İkinci konuşmacı ABD'deki Nevada Üniversitesi'nden öğretim üyesi Prof. Dr. Yunus Çengel daha çok yaşadığı çevreden somut örnekler vererek konuşmasına başladı. Böyle bir toplantıya ilginin yoğun olmasının Türkiye'deki sıkıntının varlığına delil teşkil ettiğini, zira ABD'de böyle bir toplantının ilgi çekmeyeceğini söyledi. Konunun özünün insana verilen değer olduğunu, ABD'de kendi çalıştığı üniversitede öğrencinin, üniversitenin varlık sebebi olarak görüldüğünü ve amacın eğitimin kalitesinin geliştirilmesi olduğuna dikkat çekti. Amerikan Anayasa'sından bahseden Çengel özetle, anayasanın kısalığından fakat buna rağmen özgürlükler bağlamında yoğun olduğundan bahsetti. Bütün bunlara rağmen insanlara, insanlık temel haklarını verenin asıl İslam ve Hz. Muhammed olduğunu, Amerika'nın insan haklarını (human rights), Avrupa'nın da Kopenhag kriterlerini geliştirmek için İslam'a muhtaç olduğunu ifade ederek sözlerine son verdi.

Panelin son konuşmacısı araştırmacı-yazar Abdurrahman Dilipak, İslam'ın herkesi kuşatan insan hakları algısı ile Avrupa'daki insan hakları algısından farklı olduğuna dikkat çekerek sözlerine başladı. Avrupa'daki insan haklarının seküler ve beyaz adama dayalı olduğunu, Batı'nın idealize edilmemesi gerektiğini vurguladı. Batı'nın yukarıdan aşağıya ilahi öğretiyi kabul etmediğini, ahlak anlayışının tamamen seküler olduğunu, dolayısıyla Batı tipi insan haklarını aldığımızda ödeyeceğimiz bedelin ağır olacağı uyarısında bulundu.

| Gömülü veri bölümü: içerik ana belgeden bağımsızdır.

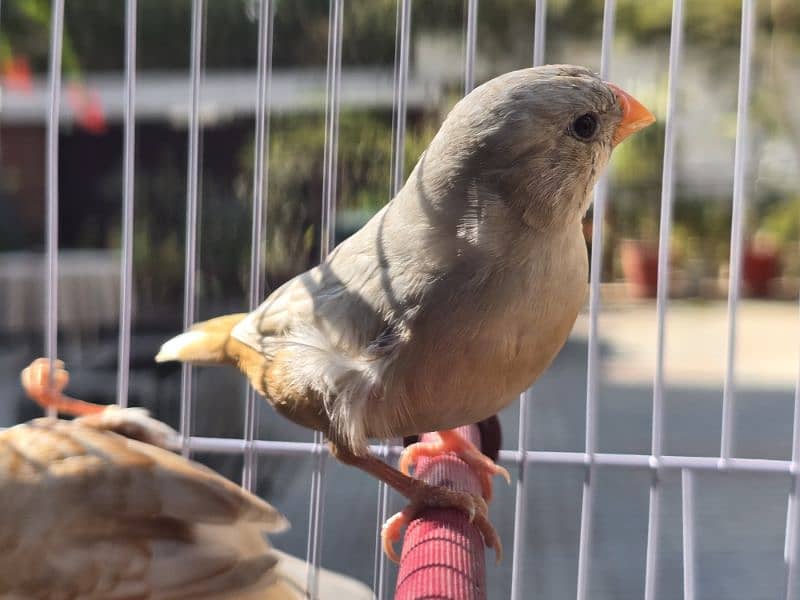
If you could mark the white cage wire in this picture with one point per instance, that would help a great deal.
(590, 459)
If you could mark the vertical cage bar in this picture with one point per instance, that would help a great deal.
(539, 32)
(51, 240)
(793, 504)
(737, 223)
(260, 198)
(791, 535)
(662, 296)
(520, 504)
(470, 45)
(128, 159)
(526, 398)
(687, 509)
(601, 193)
(192, 201)
(329, 175)
(399, 103)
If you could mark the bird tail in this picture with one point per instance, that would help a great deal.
(204, 343)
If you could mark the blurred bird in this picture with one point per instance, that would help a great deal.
(90, 513)
(453, 298)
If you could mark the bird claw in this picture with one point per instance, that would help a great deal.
(434, 496)
(450, 441)
(44, 383)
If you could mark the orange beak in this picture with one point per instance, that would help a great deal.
(634, 115)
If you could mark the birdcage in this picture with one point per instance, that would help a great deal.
(658, 500)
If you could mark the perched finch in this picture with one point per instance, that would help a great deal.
(90, 513)
(454, 297)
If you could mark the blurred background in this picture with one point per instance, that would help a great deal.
(740, 518)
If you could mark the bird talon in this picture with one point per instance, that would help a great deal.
(450, 441)
(47, 392)
(390, 534)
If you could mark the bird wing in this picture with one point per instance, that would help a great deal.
(95, 515)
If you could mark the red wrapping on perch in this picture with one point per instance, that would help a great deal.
(443, 554)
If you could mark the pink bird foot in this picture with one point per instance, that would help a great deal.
(451, 441)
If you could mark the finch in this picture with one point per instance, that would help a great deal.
(91, 512)
(454, 297)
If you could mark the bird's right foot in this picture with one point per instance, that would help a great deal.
(47, 392)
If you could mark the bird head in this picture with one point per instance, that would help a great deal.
(537, 139)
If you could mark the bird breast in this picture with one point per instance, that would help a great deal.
(473, 350)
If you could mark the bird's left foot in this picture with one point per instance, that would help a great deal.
(46, 392)
(434, 496)
(451, 441)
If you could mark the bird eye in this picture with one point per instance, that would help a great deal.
(585, 126)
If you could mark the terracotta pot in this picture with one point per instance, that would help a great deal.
(640, 266)
(759, 267)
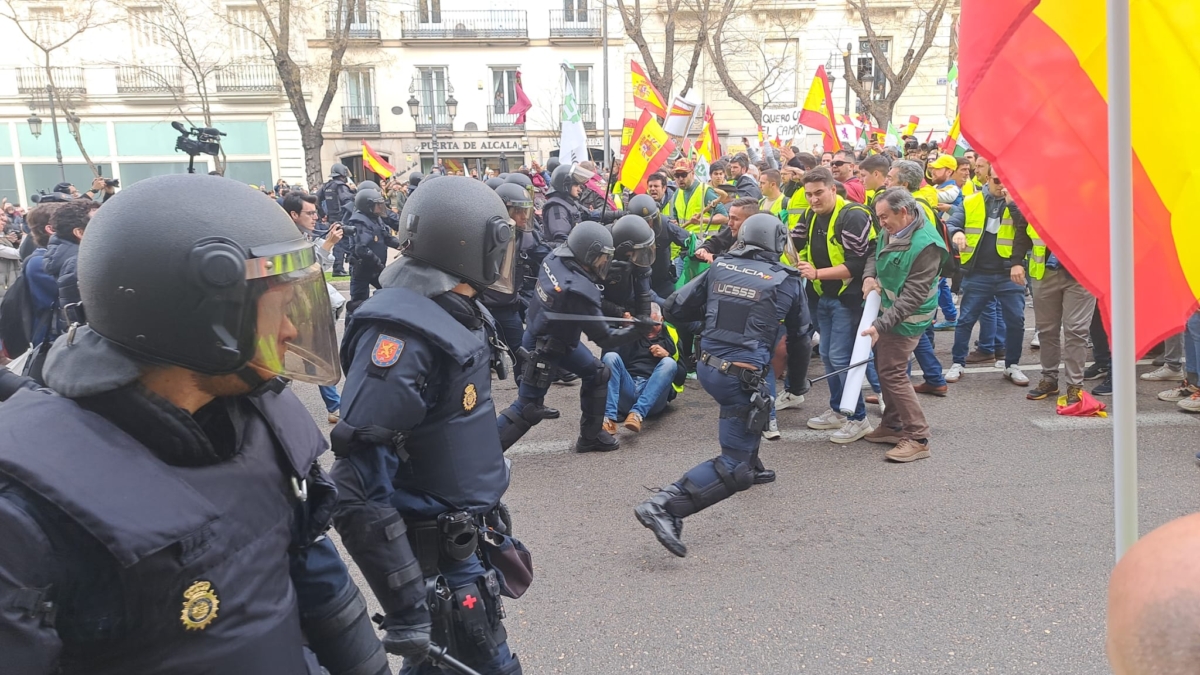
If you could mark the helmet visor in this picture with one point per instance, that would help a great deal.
(295, 336)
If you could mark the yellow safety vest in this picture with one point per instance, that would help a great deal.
(833, 245)
(977, 220)
(1037, 255)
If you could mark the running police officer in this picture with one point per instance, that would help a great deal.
(742, 298)
(162, 511)
(370, 242)
(567, 303)
(335, 203)
(627, 287)
(562, 210)
(417, 447)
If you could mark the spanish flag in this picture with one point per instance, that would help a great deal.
(648, 150)
(372, 161)
(646, 96)
(817, 111)
(1033, 100)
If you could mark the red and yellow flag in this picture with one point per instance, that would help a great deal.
(817, 111)
(708, 145)
(1033, 85)
(372, 161)
(646, 96)
(648, 150)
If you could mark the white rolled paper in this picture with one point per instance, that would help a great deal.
(853, 388)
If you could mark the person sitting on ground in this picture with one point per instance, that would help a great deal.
(645, 377)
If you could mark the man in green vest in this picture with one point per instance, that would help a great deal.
(907, 262)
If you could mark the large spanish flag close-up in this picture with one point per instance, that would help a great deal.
(1033, 100)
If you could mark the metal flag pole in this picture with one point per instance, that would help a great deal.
(1125, 402)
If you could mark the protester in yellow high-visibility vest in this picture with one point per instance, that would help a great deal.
(993, 266)
(834, 239)
(1061, 305)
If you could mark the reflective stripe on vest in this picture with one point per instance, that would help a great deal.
(1037, 255)
(977, 220)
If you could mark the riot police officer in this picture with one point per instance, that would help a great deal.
(417, 448)
(627, 287)
(370, 242)
(335, 203)
(567, 303)
(742, 298)
(562, 210)
(162, 511)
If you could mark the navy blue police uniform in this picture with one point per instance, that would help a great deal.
(419, 455)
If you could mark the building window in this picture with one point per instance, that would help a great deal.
(869, 73)
(575, 11)
(581, 81)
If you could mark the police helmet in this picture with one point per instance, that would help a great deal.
(462, 228)
(763, 232)
(591, 244)
(569, 175)
(208, 293)
(366, 199)
(634, 240)
(520, 204)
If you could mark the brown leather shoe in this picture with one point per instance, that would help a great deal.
(883, 435)
(981, 357)
(909, 451)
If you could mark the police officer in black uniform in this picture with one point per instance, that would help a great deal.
(562, 210)
(162, 511)
(742, 298)
(370, 242)
(417, 446)
(569, 286)
(627, 287)
(335, 203)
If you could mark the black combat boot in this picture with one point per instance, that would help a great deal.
(653, 514)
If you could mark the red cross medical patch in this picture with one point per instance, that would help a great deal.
(387, 351)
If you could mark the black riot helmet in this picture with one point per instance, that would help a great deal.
(591, 244)
(763, 232)
(461, 227)
(634, 240)
(569, 175)
(235, 290)
(520, 205)
(366, 199)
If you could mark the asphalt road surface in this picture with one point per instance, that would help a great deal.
(990, 556)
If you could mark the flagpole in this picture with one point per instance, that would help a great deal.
(1125, 402)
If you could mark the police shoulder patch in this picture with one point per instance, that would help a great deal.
(387, 351)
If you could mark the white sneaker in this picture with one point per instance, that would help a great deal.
(789, 400)
(852, 431)
(1014, 375)
(1165, 374)
(828, 419)
(772, 431)
(954, 372)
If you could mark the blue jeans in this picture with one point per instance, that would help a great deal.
(837, 323)
(645, 395)
(979, 291)
(329, 394)
(991, 324)
(946, 300)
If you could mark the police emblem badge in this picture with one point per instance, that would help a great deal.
(387, 351)
(201, 605)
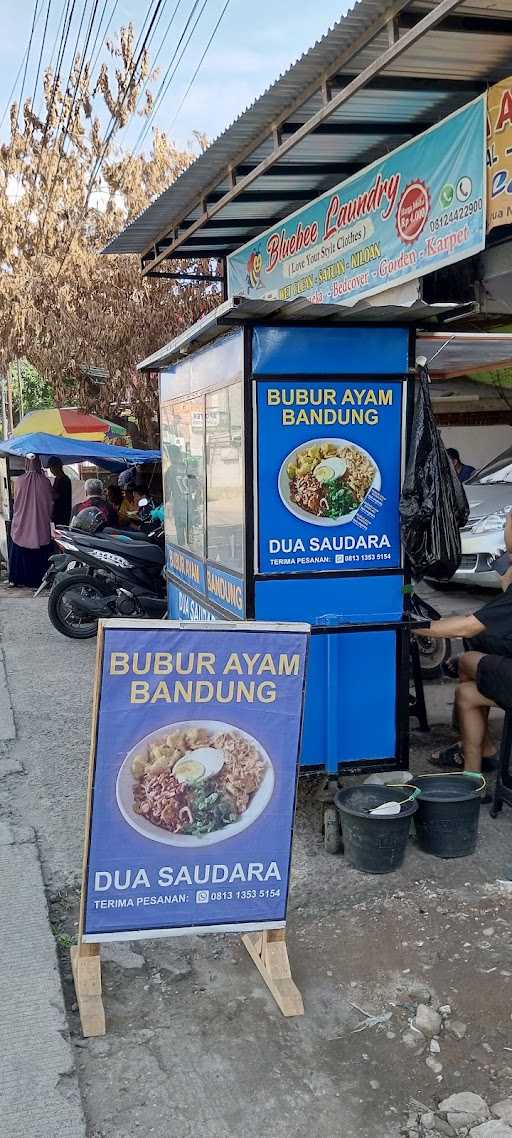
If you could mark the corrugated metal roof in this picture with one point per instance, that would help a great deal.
(443, 69)
(240, 311)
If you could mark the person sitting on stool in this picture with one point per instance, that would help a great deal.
(482, 678)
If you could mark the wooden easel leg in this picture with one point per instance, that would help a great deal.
(270, 955)
(87, 974)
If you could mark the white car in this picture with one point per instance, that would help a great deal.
(489, 495)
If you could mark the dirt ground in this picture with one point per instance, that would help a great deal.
(195, 1044)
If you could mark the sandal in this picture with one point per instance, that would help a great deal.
(452, 758)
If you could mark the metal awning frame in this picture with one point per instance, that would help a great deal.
(178, 241)
(239, 311)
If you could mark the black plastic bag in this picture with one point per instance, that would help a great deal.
(434, 504)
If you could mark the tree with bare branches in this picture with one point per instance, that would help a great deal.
(66, 187)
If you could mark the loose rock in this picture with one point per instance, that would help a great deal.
(503, 1110)
(420, 995)
(494, 1129)
(464, 1108)
(122, 955)
(428, 1021)
(456, 1028)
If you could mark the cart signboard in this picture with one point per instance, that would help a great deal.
(500, 155)
(192, 778)
(420, 208)
(329, 475)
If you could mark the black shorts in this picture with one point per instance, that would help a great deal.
(494, 679)
(487, 642)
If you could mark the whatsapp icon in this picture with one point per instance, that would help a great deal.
(446, 195)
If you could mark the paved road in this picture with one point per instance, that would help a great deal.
(195, 1044)
(39, 1090)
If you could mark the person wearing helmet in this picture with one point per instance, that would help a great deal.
(95, 496)
(90, 520)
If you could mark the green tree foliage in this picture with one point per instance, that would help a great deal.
(30, 389)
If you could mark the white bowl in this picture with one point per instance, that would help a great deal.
(283, 483)
(126, 784)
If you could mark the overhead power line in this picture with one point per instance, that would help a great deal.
(104, 34)
(41, 50)
(75, 92)
(62, 49)
(221, 17)
(29, 54)
(174, 63)
(99, 161)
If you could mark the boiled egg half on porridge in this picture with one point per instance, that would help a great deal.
(203, 763)
(329, 469)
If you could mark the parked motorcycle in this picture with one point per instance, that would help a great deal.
(434, 652)
(57, 565)
(118, 575)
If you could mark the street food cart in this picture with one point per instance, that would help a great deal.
(283, 448)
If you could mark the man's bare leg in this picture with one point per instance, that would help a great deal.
(468, 666)
(473, 710)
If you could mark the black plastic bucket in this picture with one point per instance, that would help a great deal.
(448, 810)
(374, 843)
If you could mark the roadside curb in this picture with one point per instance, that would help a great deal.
(7, 720)
(40, 1093)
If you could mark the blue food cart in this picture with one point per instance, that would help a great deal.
(283, 447)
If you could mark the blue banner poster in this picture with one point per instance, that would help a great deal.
(421, 207)
(193, 778)
(329, 475)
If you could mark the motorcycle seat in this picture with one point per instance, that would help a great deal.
(137, 551)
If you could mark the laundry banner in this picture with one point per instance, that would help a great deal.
(420, 208)
(500, 155)
(329, 475)
(192, 778)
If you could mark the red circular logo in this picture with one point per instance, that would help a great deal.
(412, 213)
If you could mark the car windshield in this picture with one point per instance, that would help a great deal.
(497, 470)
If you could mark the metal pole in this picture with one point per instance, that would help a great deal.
(22, 412)
(2, 396)
(9, 402)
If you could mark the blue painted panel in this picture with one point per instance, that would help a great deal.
(182, 605)
(369, 599)
(352, 691)
(347, 719)
(330, 351)
(361, 415)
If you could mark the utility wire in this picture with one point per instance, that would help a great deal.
(104, 34)
(62, 49)
(76, 88)
(10, 96)
(107, 139)
(58, 32)
(154, 62)
(29, 52)
(43, 39)
(200, 64)
(171, 71)
(66, 89)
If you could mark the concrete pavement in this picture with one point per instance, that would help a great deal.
(39, 1089)
(195, 1044)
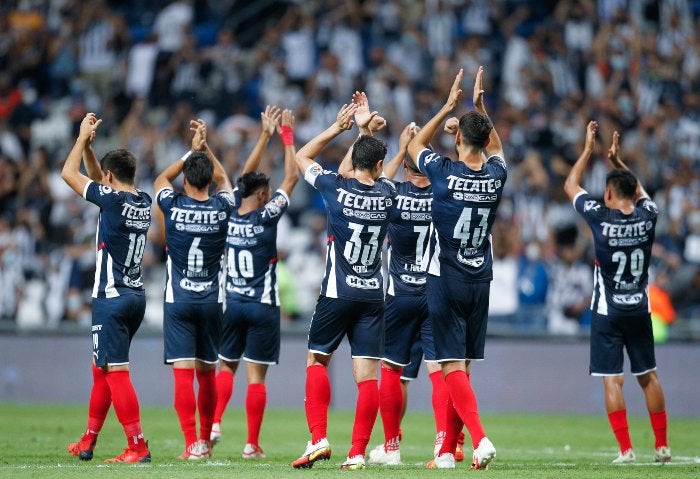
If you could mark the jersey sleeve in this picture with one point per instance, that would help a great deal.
(587, 206)
(101, 195)
(275, 208)
(429, 162)
(164, 198)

Zira ABD'de yakın zamanlara kadar kölecilik sisteminin olduğunu, Fransız Devrimi'nden sonra iki dünya savaşı yaşandığını, İngilizlerin kendi kumaşlarını satmak için Hindistan'da 50 bin ustanın ellerini kestiklerini somut örnekler olarak verdi. "Batı'da hak kavramı değil özgürlük kavramı vardır." Diyen Dilipak, İslam'daki hakların insan olmakla doğuştan verildiğini ve vehbi olduğunu, Batı'dakinin ise kesbi olduğunu ifade etti. İslam inanışında temel hakların ilkinin inanç ve fikir hakkı olup yaşama hakkından önce olduğundan, daha sonra ise can, yaşama, işkence görmeme hakkından ve onurlu yaşamaktan bahsetti. Gerçek insan hakları savunucusu olmak için yaşayan Kur'an olmamız gerektiğinden, sadece kendisi için insan haklarını isteyen değil tüm insanlar için yeryüzünde bunun savunucusu olmamızın zorunluluğundan bahseden Dilipak, bunun için de korkak toplum olmamak gerektiği uyarısında bulundu. Dilipak "el ve gönül birliğiyle bir şeyler yapma" dileğiyle konuşmasına son verdi.

Konuşmacıların ardından soru-cevap faslına geçildi. Yöneltilen soruların cevaplanmasının ardından program sona erdi.